Thanks for all the great pointers!  I tried walking them in the barn last night for a minute or two, and they were a little better than out in the yard.  I think I'll do a session after every feeding for the next week and see if we don't progress


----------



## 20kidsonhill (Jul 22, 2011)

freemotion has a good point, we start working with ours in the pen, when they are walking around well in the pen and used to us touching them, then we go out of the pen for a walk.


----------



## Ariel301 (Jul 22, 2011)

You can also try a method used to lead train baby horses, I've had some luck with it in stubborn goats. Loop a soft rope around the butt and when they dig their feet in, use it to pull forward on them until they get the idea that when you pull on their collar they need to move or you will move them.


----------



## M.R. Lops (Jul 22, 2011)

Melissa said:
			
		

> This is the first time I have tried to leash train a goat and am hoping for some pointers.
> 
> Our kids are about a month old and I have been trying every few days to put a leash on them and walk them around the yard some.  Lily *pygmy* does okay when it is just her, thought she will pull back frequently when I am trying to get her out of the barn.  The other two kind of freak out and it is more of a drag than walk and I can't much out of them.  They don't take treats yet or I might resort to bribery as encouragement.  Have any of you trained your goaties and how did you do it?  I have heard of people getting their so well trained that they take them on daily jogs and I would just love that!

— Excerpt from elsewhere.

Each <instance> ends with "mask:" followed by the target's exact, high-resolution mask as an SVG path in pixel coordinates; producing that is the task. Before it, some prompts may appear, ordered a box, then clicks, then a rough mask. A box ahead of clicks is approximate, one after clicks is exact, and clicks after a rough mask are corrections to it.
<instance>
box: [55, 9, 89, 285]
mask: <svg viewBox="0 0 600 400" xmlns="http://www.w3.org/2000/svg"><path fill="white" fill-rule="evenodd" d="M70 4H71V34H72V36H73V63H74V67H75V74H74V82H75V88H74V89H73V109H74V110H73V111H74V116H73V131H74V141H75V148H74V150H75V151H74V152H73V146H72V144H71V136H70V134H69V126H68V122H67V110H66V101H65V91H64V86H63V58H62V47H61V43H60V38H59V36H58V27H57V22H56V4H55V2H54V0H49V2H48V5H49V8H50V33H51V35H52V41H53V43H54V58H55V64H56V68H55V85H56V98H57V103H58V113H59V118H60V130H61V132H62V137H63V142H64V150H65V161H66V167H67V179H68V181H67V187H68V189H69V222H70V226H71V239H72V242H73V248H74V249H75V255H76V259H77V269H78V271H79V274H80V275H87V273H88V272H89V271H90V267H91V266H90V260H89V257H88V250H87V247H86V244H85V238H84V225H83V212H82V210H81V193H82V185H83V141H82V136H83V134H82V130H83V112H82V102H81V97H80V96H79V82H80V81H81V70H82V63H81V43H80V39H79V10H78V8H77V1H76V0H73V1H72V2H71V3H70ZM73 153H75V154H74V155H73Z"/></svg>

i show goats for 4-H and I have leash trained goats before, or at least got them to walk nicely while you lead them by holding their collar.  I "bucket trained" one goat my first year.  She was pretty tame to begin with, but she wouldn't lead.  So, the vet.'s secretary that I take our goats to for my goat health certificate that I need to show them gave us some suggestions that worked great.  What we did was first I just use dog collars.  I put a leash on them and I put some grain in a bucket or container.  I take them out of the pen so the rest of the goats don't interfere.  Then, I bribed her with food and she followed.  Every once in a while you let her eat some.  I kept doing this until I no longer needed the grain.  She lead beautifully and was my best show goat ever.  But, she was the only goat I ever "bucket trained" due to not having the time and due to the fact that I showed that goat for 2 yrs., she was my fav. goat, and then ......my uncle decided he didn't like her.......and she was a boer/nubian mix which is a meat goat mix.............................so he "murdered her" or in other words butchered her.  I find no use in spending all my time training a goat when the next thing I know the goat could be dinner.  So, I don't bother anymore.  I still have goats on occasion that lead really nicely like my mix breed dairy goat, Daisy.  So, yes leash training is possible.  Good Luck!


----------